Милицейские участки выгребали из своих архивов личные дела «врагов народа» и передавали этой зеленой молодежи. Бунтовщики-подростки с подачи милиции вламывались в квартиры и дома так называемых контрреволюционеров и расправлялись с ними, как хотели. Тысячи людей погибли от рук подростков, которые забивали свои жертвы до смерти. Фактически как милиционеры, так и вожди «культурной революции» Кан Шэн[7] и Цзян Цин просто-напросто рассчитывались со своими личными врагами руками этих «застрельщиков революции».

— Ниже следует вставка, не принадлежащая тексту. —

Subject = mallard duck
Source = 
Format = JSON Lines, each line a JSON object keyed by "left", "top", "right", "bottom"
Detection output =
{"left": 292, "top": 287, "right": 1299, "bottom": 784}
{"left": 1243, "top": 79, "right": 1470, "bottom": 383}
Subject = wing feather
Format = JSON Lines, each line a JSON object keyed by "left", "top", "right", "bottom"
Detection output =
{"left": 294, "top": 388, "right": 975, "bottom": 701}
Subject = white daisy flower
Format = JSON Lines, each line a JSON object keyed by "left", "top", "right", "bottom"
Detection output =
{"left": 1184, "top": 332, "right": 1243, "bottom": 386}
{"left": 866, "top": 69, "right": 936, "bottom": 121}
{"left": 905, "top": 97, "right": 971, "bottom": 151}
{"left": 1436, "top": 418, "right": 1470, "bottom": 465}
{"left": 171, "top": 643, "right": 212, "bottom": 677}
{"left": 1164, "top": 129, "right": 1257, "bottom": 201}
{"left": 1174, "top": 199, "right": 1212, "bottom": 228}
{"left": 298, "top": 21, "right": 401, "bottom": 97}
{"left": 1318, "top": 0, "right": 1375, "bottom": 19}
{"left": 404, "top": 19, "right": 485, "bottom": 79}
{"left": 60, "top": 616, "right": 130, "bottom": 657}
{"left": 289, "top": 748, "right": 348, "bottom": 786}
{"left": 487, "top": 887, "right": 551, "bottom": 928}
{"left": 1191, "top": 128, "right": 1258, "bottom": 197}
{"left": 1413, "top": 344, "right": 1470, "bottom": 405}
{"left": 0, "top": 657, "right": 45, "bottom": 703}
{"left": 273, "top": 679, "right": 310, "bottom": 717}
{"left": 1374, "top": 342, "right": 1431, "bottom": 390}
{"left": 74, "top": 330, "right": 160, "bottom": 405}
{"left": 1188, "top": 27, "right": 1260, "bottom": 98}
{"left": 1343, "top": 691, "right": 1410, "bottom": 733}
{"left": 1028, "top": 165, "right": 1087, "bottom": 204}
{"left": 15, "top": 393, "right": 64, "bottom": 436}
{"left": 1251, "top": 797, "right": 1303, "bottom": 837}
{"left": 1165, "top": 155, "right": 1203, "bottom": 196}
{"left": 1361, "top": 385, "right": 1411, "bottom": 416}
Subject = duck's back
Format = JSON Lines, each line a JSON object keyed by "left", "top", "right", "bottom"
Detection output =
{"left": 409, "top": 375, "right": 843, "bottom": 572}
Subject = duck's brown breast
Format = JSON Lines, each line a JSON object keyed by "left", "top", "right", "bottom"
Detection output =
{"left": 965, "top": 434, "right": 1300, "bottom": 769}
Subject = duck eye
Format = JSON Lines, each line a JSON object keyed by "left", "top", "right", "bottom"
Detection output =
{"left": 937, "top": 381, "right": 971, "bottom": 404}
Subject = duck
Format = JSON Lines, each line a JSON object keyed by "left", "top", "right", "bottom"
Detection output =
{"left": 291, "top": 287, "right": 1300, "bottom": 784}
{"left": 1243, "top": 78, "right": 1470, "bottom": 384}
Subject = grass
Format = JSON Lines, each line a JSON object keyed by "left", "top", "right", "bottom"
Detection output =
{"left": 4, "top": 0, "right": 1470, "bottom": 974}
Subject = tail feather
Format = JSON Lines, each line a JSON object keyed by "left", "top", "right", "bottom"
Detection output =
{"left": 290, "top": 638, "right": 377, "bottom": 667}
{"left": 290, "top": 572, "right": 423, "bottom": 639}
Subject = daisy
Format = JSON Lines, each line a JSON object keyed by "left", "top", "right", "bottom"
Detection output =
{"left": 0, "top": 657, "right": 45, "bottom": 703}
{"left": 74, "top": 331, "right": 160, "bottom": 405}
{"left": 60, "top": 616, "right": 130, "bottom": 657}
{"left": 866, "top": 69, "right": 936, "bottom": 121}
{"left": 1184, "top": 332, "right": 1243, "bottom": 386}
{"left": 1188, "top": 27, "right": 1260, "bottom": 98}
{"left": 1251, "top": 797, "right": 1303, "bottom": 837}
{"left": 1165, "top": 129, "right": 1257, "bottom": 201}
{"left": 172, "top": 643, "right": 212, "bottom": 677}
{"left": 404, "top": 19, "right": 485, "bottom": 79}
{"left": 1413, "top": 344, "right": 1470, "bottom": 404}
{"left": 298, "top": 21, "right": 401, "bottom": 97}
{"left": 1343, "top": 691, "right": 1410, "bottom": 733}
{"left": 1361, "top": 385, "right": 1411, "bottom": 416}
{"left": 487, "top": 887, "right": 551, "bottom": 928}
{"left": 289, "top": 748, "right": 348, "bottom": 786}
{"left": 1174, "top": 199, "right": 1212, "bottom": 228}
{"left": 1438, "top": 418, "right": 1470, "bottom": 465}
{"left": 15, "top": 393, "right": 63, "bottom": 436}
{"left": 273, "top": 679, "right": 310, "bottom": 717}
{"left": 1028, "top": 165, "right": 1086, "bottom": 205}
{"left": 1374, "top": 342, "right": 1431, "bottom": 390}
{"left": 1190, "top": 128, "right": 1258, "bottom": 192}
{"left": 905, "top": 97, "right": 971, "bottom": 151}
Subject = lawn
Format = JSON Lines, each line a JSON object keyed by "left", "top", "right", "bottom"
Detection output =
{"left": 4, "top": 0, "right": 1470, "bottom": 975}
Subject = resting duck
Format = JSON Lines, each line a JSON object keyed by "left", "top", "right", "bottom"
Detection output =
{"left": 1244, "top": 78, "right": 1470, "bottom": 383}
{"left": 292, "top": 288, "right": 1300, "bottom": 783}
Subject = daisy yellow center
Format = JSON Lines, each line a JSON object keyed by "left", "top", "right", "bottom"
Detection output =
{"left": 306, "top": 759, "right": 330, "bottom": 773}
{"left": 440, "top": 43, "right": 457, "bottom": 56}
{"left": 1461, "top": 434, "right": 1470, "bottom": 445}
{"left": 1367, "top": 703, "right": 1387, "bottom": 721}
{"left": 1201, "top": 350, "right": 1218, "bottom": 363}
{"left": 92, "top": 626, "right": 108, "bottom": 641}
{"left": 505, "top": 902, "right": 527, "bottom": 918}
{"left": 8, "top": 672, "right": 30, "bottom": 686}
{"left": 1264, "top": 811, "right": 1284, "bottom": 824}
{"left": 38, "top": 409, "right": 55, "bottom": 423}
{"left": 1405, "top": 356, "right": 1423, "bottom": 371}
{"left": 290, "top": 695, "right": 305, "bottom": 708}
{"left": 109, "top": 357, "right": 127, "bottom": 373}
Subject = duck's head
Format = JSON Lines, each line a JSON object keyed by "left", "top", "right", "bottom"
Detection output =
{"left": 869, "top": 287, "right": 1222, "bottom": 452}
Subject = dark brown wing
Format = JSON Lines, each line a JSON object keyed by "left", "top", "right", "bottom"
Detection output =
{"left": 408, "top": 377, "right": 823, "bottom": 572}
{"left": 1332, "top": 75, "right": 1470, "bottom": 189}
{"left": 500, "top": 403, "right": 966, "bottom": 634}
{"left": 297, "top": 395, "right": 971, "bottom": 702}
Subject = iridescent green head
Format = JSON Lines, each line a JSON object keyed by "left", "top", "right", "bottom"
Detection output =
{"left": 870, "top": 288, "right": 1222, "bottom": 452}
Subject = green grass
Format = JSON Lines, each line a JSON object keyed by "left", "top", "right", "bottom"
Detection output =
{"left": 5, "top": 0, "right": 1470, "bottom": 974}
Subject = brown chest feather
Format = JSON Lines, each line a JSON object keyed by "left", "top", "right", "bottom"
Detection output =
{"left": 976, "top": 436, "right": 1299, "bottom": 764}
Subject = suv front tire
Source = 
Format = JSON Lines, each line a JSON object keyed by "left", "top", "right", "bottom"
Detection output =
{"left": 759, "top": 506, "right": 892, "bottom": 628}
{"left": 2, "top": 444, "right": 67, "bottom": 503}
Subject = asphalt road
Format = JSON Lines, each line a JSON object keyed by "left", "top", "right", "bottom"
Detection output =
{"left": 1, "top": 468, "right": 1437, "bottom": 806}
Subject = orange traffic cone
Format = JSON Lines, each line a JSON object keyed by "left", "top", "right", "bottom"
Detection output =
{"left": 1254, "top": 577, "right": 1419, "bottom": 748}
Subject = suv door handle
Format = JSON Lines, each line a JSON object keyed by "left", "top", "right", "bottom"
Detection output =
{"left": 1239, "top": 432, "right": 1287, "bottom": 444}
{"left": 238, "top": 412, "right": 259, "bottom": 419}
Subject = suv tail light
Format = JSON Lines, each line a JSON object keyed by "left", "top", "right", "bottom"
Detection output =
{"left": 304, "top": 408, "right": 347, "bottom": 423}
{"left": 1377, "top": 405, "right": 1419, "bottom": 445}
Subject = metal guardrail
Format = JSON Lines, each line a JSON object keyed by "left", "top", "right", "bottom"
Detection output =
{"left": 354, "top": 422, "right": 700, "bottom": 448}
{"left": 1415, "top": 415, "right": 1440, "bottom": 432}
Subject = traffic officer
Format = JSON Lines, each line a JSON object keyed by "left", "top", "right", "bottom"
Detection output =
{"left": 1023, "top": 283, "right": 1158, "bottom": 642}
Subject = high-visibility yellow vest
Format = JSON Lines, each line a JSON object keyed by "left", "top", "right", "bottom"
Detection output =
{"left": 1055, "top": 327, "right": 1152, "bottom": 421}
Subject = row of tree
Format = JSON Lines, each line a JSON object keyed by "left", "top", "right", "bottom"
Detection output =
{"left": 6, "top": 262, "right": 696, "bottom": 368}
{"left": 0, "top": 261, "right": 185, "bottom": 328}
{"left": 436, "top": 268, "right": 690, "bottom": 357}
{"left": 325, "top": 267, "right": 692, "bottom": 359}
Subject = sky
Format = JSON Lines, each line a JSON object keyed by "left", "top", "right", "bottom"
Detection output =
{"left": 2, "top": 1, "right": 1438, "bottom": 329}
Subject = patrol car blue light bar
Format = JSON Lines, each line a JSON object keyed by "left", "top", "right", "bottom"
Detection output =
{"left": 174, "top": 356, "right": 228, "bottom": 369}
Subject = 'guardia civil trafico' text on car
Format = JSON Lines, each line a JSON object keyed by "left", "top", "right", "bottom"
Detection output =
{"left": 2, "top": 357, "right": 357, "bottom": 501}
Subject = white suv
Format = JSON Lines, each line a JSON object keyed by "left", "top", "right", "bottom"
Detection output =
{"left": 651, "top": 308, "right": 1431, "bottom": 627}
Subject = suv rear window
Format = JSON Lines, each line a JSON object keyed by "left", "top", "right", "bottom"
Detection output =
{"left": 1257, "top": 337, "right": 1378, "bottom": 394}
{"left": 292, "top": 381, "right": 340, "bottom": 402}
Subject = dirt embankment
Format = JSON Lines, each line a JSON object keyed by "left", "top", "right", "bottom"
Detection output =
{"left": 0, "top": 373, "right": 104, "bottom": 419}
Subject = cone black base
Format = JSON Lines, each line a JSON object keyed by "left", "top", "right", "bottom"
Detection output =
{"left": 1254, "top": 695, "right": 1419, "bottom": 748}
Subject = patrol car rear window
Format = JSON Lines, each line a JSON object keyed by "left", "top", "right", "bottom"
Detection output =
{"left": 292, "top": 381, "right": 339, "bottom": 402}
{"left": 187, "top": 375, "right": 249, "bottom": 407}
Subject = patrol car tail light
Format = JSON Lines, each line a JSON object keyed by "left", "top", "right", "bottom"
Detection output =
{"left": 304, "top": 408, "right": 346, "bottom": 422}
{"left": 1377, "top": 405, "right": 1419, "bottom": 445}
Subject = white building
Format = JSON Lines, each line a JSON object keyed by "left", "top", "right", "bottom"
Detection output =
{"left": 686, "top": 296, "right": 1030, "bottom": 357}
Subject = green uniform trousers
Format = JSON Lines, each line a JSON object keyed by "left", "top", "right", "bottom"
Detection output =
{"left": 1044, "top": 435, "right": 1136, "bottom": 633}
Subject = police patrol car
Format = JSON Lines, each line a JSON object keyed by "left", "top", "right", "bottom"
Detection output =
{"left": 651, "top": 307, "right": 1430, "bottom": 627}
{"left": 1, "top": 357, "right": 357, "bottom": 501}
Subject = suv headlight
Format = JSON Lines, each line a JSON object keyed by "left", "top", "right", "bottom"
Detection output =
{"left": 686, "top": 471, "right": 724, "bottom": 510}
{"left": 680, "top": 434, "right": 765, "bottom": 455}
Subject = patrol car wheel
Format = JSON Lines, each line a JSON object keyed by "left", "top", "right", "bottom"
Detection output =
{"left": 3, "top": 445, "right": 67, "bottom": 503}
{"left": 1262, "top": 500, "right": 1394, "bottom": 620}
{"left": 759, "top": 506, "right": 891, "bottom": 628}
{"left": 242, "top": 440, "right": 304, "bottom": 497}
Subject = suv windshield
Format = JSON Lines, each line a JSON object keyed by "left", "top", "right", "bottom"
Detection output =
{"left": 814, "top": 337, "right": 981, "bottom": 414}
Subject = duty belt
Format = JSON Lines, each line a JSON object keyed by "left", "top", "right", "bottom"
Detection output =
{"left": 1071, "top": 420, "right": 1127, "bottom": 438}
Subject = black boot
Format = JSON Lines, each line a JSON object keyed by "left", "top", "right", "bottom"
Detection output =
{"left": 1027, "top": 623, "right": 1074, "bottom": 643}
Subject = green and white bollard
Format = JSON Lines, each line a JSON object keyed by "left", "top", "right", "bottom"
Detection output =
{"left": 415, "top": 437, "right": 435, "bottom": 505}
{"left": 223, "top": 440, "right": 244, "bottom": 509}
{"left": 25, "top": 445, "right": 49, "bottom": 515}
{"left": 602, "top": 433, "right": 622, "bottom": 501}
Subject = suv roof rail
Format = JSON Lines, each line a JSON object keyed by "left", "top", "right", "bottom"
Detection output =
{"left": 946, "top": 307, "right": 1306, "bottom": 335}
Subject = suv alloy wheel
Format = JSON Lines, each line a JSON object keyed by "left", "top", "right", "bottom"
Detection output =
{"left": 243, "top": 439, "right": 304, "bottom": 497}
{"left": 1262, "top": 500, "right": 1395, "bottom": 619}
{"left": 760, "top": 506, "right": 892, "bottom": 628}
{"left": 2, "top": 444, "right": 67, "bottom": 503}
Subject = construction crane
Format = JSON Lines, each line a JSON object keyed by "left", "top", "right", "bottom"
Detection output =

Однажды толпы таких школьников-хунвейбинов[8] вломились в дом нашего непосредственного руководителя, замдиректора Бюро переводов Цзян Чуньфана. Временные руководители Бюро стали искать людей, которые могли бы стать представителями от Бюро и любой ценой не допустить физической расправы над семьей Цзяна. А это вполне могло произойти, так как ЦК партии уже объявил Цзяна Чуньфана контрреволюционером. Выбор пал на меня и других молодых сотрудников, которые в политическом отношении были еще незапятнанными. Чтобы мы могли на равных правах разговаривать со школьниками, наши начальники выдали нам повязки с надписью «хунвейбин». Мы отправились на место происшествия. Подростки как раз разбивали во дворе произведения искусства, уничтожали картины и бросали друг в друга горшки с цветами. Шла детская игра в победителей. Но нам было не до шуток, потому что они уже взялись за членов семьи Цзяна. Они объявили мать Цзяна помещицей, вытащили ремни и приготовились избивать и старушку, и жену Цзяна. Обе женщины сидели на полу и с ужасом в глазах защищали голову руками. Я вмешалась: «Давайте сначала уточним семейное происхождение матери Цзяна». Кто-то из сотрудников позвонил в Бюро и ответил хунвейбинам, что все в порядке, здесь никто не относится к категории врагов. Но школьники уже вошли в азарт, руки у них чесались, им нужны были жертвы. Они стали кричать, что мы — апологеты врагов, что мы защищаем контрреволюционера Цзяна Чуньфана и не хотим его выдавать. Затем они потребовали машину, чтобы увезти из дома Цзяна все ценные вещи. Мы не хотели человеческих жертв, быстро вызвали машину из Бюро и отвезли безумных подростков вместе с награбленным ими имуществом подальше от дома, на временный склад «четырех пережитков», устроенный городскими властями.